Baroque and Beyond C. 1600–1850Romanticism |
Who was Francisco Goya? |
Francisco Goya y Lucientes (1746–1828) was a Spanish Romantic painter who lived to see Napoleon Bonaparte absorb Spain into his Empire, a violent massacre of the people by the new government, the restoration of the Spanish monarchy, and the reinstitution of the Spanish Inquisition. Goya, who at one time was the court painter for Spanish king Charles IV (and painted a perhaps too realistic, arguably unflattering portrait of the royal family in 1800), was inspired by the Enlightenment ideas of the French Revolution and deeply disappointed by the failure of those ideas to instill fundamental change in Spain. Charles IV cracked down hard on social change, even banning the entry of books into the country. Goya’s series of eighty etchings, Los Caprichos (The Caprices), completed between 1796 and 1798, respond to what Goya perceived of as the folly of the Spanish people at the time.

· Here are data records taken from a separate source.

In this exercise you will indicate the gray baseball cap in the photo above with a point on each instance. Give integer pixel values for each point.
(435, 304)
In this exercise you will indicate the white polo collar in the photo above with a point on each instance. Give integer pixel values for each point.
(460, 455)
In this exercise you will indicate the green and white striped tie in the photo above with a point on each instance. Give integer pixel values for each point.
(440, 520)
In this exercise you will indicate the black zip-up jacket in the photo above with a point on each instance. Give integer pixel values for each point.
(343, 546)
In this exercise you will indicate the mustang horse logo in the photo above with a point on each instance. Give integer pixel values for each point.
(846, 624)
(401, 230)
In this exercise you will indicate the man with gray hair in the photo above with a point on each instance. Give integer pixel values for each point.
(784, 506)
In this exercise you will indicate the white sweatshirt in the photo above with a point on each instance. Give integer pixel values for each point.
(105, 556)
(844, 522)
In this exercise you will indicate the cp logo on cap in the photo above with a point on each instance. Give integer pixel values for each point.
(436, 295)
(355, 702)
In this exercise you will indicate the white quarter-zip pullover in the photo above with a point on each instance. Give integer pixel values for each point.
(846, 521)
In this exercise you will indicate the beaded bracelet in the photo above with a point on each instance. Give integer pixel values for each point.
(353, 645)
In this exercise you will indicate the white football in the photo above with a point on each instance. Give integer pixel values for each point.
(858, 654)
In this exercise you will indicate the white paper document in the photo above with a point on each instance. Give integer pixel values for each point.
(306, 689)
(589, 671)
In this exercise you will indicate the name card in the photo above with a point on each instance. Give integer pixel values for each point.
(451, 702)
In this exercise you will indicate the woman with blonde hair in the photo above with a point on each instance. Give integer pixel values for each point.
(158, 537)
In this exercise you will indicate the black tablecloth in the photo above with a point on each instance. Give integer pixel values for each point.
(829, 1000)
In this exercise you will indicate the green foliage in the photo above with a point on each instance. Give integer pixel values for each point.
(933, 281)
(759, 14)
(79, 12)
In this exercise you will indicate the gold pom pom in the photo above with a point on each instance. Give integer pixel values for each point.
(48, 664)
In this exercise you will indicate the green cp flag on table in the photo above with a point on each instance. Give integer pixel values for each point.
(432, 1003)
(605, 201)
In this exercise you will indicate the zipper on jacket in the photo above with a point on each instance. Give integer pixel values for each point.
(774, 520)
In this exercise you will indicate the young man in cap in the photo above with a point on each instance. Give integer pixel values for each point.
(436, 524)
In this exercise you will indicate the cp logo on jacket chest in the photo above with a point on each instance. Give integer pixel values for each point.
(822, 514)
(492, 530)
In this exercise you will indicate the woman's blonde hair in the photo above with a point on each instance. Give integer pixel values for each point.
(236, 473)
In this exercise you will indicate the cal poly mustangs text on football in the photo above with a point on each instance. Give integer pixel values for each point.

The Sleep of Reason Produces Monsters, an aquatint etching from this series, depicts Reason personified as a slouched, sleeping figure. While Reason is preoccupied by slumber, ominous creatures emerge from the darkness, including owls, bats, and a cat with wide, glowing eyes. Goya’s work suggests the genius of Velazquez, the satire of Hogarth, and the refinement of Reynolds, while illustrating a highly individual and complex imagination steeped in Spanish mysticism and superstition. Other important paintings by Goya include Third of May, 1808 (1814–1815), which commemorates the massacre of Spanish prisoners by the French, dark paintings such as Saturn Devouring one of his Children (1820–1823), and many portraits.